Analysis of downstream targets of the inhibitory molecule CTLA-4 on CD8+ T cells revealed potential targets to improve or provide an alternative to established immune checkpoint therapies (9). One of the potential targets is the self-ligating receptor SLAMF7 (CD319), a member of the Signaling Lymphocyte Activation Molecule (SLAM) family expressed on hematopoietic cells (10–15). Through its cytoplasmic immunoreceptor tyrosine-based switch motifs (ITSMs), it has been proposed to recruit several Src homology-2 (SH-2) domain-containing adapter proteins such as EAT-2, SHP-1 and SHP-2, SHIP1, Csk, Fyn or PLC-γ (14–16). On NK cells, SLAMF7 is known to promote activation and degranulation, but also mediate inhibitory signals in the absence of the adaptor EAT-2 (13, 14, 16). Due to its high expression on myeloma cells monoclonal antibodies have been developed to target SLAMF7 as a tumor antigen, leading to NK-cell mediated antibody-dependent cellular cytotoxicity (ADCC) (17–19). Further it has been shown that SLAMF7 promotes phagocytosis of cancer cells by macrophages through interaction with Mac-1 (20).

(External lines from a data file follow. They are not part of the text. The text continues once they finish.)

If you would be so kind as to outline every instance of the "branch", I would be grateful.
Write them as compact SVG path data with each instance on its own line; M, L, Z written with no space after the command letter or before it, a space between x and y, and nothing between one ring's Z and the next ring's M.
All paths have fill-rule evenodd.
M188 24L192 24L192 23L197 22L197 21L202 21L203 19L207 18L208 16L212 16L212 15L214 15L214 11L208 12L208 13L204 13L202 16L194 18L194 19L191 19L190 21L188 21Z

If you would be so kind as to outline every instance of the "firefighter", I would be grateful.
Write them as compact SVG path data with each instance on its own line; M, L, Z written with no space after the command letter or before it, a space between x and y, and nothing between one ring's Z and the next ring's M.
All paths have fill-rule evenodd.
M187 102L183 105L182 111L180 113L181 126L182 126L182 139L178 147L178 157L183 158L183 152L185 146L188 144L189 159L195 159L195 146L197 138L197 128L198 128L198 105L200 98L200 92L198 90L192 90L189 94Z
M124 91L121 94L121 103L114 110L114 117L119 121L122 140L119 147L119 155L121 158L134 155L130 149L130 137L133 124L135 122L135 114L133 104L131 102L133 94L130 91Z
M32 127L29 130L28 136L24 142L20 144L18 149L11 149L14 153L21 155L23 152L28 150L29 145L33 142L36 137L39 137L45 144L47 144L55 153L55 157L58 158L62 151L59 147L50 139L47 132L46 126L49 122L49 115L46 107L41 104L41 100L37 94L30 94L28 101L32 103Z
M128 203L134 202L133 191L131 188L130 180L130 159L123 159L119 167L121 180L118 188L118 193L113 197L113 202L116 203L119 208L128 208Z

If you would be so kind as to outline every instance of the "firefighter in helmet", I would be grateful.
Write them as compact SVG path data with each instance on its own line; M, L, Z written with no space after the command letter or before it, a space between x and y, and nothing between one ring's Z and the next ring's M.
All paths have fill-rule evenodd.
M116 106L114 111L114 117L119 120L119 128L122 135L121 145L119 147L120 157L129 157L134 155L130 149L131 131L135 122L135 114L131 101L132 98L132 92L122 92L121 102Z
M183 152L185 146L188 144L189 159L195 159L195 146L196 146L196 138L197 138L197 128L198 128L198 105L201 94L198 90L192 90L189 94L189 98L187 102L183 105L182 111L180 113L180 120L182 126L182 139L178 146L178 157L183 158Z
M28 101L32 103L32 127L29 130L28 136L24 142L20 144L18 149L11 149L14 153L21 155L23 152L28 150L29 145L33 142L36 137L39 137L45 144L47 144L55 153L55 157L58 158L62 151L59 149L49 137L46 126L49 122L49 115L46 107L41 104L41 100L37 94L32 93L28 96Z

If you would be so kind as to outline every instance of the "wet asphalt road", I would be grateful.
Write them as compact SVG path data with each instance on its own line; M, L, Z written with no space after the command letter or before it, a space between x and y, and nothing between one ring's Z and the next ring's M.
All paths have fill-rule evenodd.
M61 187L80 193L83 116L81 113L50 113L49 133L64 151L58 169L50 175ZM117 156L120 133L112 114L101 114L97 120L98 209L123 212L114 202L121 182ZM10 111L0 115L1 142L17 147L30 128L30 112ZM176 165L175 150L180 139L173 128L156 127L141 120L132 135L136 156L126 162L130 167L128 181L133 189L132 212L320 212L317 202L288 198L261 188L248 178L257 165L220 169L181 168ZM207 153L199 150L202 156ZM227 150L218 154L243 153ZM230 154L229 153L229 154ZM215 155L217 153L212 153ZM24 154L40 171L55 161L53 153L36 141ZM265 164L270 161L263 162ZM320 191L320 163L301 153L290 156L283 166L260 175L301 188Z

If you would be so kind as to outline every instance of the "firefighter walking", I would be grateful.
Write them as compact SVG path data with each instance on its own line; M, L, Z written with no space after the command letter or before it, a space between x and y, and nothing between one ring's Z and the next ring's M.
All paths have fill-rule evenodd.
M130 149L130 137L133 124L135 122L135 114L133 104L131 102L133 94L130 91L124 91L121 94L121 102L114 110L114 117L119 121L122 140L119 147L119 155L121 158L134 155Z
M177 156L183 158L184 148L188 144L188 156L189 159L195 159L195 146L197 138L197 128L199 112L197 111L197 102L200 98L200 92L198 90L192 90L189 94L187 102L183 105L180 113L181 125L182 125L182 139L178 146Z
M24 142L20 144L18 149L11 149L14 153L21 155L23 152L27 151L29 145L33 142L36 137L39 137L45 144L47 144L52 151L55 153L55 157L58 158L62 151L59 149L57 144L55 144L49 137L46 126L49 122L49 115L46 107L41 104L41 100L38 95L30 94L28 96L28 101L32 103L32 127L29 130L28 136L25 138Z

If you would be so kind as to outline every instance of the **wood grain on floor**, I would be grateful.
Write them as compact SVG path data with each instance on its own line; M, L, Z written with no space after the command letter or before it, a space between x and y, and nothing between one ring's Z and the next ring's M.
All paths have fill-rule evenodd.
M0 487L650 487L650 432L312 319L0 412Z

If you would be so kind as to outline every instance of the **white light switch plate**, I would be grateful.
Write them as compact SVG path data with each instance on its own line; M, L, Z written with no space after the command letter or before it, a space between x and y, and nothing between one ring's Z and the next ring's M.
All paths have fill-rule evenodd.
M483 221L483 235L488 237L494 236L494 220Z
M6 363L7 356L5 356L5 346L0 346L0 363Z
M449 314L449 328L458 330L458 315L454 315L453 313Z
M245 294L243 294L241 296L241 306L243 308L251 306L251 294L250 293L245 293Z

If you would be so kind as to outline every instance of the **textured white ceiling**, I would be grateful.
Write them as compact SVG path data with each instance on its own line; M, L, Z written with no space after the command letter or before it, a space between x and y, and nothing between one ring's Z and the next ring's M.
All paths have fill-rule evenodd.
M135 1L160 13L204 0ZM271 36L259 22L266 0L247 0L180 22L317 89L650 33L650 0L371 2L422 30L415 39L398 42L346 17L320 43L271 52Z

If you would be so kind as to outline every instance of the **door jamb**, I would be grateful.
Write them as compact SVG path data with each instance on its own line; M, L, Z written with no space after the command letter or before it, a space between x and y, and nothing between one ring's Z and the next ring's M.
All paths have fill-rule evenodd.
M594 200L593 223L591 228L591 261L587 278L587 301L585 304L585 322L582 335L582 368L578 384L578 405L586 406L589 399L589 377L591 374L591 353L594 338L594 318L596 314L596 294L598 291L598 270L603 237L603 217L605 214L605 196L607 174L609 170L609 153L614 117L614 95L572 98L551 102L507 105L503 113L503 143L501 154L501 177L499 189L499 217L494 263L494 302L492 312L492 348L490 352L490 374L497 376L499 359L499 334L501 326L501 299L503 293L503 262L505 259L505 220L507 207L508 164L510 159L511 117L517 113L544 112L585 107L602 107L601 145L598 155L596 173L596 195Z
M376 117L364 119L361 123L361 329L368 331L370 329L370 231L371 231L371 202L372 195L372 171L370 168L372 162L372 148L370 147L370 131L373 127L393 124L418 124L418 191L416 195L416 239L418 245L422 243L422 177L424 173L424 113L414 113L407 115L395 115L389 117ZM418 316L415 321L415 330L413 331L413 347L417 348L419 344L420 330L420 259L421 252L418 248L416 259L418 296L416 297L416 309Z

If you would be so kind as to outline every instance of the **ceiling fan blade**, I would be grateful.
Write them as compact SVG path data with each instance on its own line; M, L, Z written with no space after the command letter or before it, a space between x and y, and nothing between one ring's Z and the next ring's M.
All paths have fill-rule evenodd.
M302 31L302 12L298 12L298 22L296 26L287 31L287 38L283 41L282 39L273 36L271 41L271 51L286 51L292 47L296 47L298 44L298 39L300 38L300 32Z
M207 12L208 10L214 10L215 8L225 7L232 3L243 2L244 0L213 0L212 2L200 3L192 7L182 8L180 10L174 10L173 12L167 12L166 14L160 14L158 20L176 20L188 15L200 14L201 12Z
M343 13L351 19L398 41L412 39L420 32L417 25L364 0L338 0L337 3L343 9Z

In T cells, SLAMF7 is predominantly expressed on cytotoxic CD8+ T cells and on a subset of cytolytic CD4+ T cells (21, 22). Its engagement has been shown to restore effector function in dysfunctional CD8+ T cells in systemic lupus erythematosus, and to enhance cytotoxicity in tumor-specific CD4+ T cells upon agonistic stimulation (23, 24). However, in cancer-related contexts, SLAMF7 expression on CD8+ T cells is also associated with T cell exhaustion and a suppressive phenotype (25, 26). In a murine model, SLAMF7 engagement during CD8+ T-cell priming was shown to integrate environmental cues into acquisition of cytotoxic effector functions (15). These findings underline the ambivalent role of SLAMF7 in T-cell biology, ranging from immune activation to dysfunction, depending on the cellular and environmental context.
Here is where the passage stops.